Margaret Reed had been Tiffany's nanny. After her mother died, Margaret had been the closest thing Tiffany had had to a parental influence. During her childhood, if Clayborne hadn't been jet-setting around the world on business or pleasure, he'd been holed up in his crystal castle. Margaret was currently employed as a nanny by a prominent cable TV talk show host. If anyone understood Tiffany, Eve was betting it was Margaret. Eve remembered Margaret as being a warm, friendly person and was glad that Tiffany had had the woman in her life.

 

Katrina Hofsteader, a twenty-something daughter of a Frankfurt industrialist, also looked like a good bet.
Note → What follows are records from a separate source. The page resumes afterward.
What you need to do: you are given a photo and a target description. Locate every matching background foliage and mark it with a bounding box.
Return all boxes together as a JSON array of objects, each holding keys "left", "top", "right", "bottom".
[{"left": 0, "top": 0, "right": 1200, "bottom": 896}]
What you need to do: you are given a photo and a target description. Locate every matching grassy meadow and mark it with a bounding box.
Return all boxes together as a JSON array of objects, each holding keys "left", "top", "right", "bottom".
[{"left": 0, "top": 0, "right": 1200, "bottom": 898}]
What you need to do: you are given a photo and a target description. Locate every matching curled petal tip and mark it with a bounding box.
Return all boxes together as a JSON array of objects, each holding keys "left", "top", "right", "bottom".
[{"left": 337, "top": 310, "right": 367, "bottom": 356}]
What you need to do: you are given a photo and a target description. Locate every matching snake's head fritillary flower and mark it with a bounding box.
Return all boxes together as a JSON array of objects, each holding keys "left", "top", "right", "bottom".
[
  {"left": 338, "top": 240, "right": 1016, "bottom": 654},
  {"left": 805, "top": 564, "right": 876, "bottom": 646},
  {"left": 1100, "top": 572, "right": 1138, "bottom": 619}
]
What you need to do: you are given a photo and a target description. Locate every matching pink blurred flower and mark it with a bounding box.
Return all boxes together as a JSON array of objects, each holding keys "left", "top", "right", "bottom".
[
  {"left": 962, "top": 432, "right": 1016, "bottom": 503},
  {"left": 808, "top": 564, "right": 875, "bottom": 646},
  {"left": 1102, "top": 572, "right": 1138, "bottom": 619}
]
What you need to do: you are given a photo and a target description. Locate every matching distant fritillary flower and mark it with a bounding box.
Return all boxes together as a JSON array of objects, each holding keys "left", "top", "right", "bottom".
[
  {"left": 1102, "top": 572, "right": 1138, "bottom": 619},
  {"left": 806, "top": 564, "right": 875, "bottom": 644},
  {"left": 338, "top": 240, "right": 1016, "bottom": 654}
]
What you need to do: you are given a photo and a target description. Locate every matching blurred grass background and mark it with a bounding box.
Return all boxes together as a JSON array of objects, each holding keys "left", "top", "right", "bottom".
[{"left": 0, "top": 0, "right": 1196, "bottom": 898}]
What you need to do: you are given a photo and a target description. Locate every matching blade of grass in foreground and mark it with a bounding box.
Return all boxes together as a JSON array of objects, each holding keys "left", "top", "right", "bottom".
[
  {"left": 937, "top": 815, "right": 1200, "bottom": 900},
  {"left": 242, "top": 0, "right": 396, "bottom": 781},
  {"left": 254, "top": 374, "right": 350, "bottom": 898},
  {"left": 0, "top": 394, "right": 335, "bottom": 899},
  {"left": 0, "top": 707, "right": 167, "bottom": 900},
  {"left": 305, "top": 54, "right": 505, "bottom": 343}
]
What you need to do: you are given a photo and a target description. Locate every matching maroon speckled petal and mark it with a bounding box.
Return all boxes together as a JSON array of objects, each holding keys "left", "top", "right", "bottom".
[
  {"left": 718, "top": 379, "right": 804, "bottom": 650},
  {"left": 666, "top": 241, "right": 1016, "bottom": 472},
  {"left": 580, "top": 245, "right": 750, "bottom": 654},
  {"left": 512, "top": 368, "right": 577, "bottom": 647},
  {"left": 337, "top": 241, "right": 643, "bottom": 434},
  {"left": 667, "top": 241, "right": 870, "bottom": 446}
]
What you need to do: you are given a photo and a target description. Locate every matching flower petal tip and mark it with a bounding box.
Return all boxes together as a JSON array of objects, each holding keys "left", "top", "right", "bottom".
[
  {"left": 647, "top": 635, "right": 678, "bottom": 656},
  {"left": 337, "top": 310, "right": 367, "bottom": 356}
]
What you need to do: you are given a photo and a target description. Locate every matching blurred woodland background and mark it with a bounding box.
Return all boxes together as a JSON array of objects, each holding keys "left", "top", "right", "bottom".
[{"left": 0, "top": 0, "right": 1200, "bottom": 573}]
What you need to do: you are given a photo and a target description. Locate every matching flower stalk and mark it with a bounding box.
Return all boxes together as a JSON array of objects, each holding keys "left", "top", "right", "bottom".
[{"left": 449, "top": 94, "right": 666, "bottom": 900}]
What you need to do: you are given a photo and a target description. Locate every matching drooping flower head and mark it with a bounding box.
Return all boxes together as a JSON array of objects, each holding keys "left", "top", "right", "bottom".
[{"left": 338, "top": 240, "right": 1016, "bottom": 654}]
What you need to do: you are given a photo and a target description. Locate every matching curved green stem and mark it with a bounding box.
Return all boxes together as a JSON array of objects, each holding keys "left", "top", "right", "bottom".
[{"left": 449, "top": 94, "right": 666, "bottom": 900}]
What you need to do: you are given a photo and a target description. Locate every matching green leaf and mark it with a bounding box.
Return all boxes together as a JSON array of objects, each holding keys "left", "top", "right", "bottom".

Katrina was a close friend of Tiffany's although Eve had never met her. Tiffany and Katrina had participated in competitive equestrian events in Europe together for several years. Eve knew through Tiff that Katrina kept a co-op apartment in SoHo and spent time there when she wasn't staying in the family's Aspen condo or Tuscan villa. God forbid she'd have to land at home in Frankfurt long enough to account to anyone.

 

Eve was checked into the West Park Hotel on West 58th and on the phone in her hotel room at four o'clock that afternoon. Fortunately, both Margaret and Katrina were listed in the phone book. Eve dragged a hand through her hair as she waited for Margaret Reed to pick up. She got an answering machine instead.